Robert Jackson, the lawyer representing the Sierra Club, asked Judge Shukura Millender to declare the pollution of groundwater by Georgia Power’s ash ponds at 11 coal-fired power plants “unlawful,” or at least “unreasonable and imprudent.” Such a ruling would disqualify the company from recovering the costs of the cleanup from ratepayers, he said.
“Georgia Power has coal ash sitting in groundwater at plants Bowen, Hammond, Scherer, Wansley and Yates,” Jackson said. “If it had complied with Georgia environmental law, these expensive environmental remediation costs could have been avoided.”
Georgia Power is working on a multi-year plan to close all 29 of its coal ash ponds at the 11 power plants to meet federal regulations for handling coal ash, which contains toxic chemicals that can pollute drinking water supplies. The U.S. Environmental Protection Agency (EPA) cracked down on pollution from ash ponds in 2015 after a massive spill at a plant in Tennessee.
The PSC signed off on Georgia Power’s coal ash cleanup proposals In July 2019 as part of its latest Integrated Resource Plan (IRP), an update of plans for meeting the state’s energy needs the utility submits every three years. The commission then followed up on that vote late last year by incorporating the costs of the cleanup in a rate increase for Georgia Power.
Jackson argued Monday that the PSC decided to allow Georgia Power to pass on those costs to customers without any evidence that they were incurred lawfully or reasonably.
But Dan Walsh, a lawyer representing the PSC, said Georgia Power justified those costs during last year’s proceedings before the commission. In bringing the issue to court, the Sierra Club is essentially seeking to relitigate the case, he said.

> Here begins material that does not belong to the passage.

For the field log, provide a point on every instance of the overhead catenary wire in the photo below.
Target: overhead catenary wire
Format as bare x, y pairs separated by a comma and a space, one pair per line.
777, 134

“The evidence Georgia Power presented of the costs it would incur … were sufficient to justify permitting cost recovery [from customers],” Walsh said. “By arguing the evidence relied upon by the commission is inadequate, the Sierra Club is asking the court to second guess the commission on the weight it afforded to the evidence.”
Tom Reilly, the lawyer representing Georgia Power, dismissed the Sierra Club’s argument that the company has acted unlawfully in its disposal of coal ash. Neither the EPA nor the Georgia Environmental Protection Division have accused Georgia Power of breaking the law, and there are no pending enforcement actions related to coal ash, he said.
“If the Sierra Club had an issue about the activities being undertaken and whether they were insufficient and improper, it should have made the argument in the IRP,” Reilly said.
Jackson said none of the voluminous testimony filed in last year’s proceedings dealt directly with Georgia Power’s request to make customers pick up the tab for the coal ash cleanup.
“These plans are draft remediation plans for what Georgia Power plans to do when it closes these coal ash ponds,” he said. “None of these documents say anything about whether it’s just or reasonable or prudent to pass these costs on to their ratepayers.”
Judge Millender said she would take the various parties’ arguments under advisement and issue a written ruling.